Inspired by Yang Song's Generative Modeling by Estimating Gradients of the Data Distribution.
A clean PyTorch implementation of Denoising Diffusion Probabilistic Models (DDPM) with DDIM sampling and Classifier-Free Guidance (CFG), built on top of PyTorch Lightning.
Note: This repository is a personal study project aimed at reproducing and understanding diffusion models from the ground up. The goal is to stay in sync with the literature and build intuition for the moving parts, not to provide a production-ready library.
ResUNet (hidden_dim=192, depth=4, attention at 16×16 and 8×8), cosine schedule, 1000 timesteps, trained for 105k steps on 64×64 crops.
ResUNet (hidden_dim=128, depth=4, attention at 16×16 and 4×4), cosine schedule, 1000 timesteps, trained for 400 epochs on 32×32 images.

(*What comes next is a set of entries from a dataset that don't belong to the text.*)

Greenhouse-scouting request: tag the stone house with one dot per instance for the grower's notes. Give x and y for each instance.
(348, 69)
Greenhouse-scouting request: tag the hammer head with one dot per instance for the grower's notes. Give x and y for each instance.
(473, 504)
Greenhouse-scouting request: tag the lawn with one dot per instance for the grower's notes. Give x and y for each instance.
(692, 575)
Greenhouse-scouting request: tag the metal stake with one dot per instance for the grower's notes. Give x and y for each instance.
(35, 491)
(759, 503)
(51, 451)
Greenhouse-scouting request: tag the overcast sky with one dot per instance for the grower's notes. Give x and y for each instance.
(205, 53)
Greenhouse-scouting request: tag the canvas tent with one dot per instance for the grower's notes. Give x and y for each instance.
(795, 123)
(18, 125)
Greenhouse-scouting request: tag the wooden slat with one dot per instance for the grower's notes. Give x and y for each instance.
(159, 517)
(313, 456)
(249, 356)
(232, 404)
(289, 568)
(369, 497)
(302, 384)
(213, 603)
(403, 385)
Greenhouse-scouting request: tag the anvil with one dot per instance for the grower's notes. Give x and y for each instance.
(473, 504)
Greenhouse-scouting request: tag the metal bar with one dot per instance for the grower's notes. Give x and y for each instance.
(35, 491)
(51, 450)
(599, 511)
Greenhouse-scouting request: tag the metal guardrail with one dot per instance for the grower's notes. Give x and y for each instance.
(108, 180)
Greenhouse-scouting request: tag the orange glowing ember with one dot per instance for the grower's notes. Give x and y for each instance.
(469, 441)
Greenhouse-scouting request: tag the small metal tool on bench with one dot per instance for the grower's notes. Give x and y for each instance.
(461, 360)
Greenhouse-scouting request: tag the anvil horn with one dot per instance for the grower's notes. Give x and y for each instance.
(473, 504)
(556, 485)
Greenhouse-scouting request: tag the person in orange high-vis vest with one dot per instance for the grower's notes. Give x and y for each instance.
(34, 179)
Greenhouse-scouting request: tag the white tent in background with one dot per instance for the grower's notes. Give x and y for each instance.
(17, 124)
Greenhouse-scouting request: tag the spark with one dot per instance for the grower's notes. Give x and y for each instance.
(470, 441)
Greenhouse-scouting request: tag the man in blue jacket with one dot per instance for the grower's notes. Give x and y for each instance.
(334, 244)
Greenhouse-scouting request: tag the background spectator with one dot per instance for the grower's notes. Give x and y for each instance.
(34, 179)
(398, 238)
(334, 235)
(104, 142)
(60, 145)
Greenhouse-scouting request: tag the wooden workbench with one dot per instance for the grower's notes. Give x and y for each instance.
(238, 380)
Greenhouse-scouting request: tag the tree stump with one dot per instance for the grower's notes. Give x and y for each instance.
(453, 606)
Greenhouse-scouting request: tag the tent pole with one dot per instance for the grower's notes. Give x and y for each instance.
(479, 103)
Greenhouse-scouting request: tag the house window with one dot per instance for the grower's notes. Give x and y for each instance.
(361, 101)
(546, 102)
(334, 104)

ResUNet (hidden_dim=192, depth=4, attention at 16×16 and 8×8), cosine schedule, 1000 timesteps, trained for 120k steps on 64×64 images with CFG (guidance scale=4, class dropout=0.15).
- ResUNet backbone with time-conditioned residual blocks and multi-head self-attention
- DDPM ancestral sampling and DDIM deterministic sampling
- Classifier-Free Guidance (CFG) for class-conditional generation
- EMA weight averaging for stable, high-quality samples
- Cosine and linear noise schedules
- WandB integration with automatic sample logging during training
- Config-driven training via LightningCLI — no code changes needed to swap datasets or architectures
| Dataset | Resolution | Conditional |
|---|---|---|
| FashionMNIST | 28×28 | No |
| CIFAR-10 | 32×32 | No |
| Imagenette | 64×64 | Yes (10 classes) |
| CelebA | 64×64 | No |
Requires Python 3.14+ and uv.
git clone https://github.com/Soarxyn/diffusion
cd diffusion
uv syncFor GPU support (CUDA 13.0):
uv sync --extra-index-url https://download.pytorch.org/whl/cu130Training is fully config-driven. Pick a preset or supply your own YAML:
# FashionMNIST (default, quick experiment)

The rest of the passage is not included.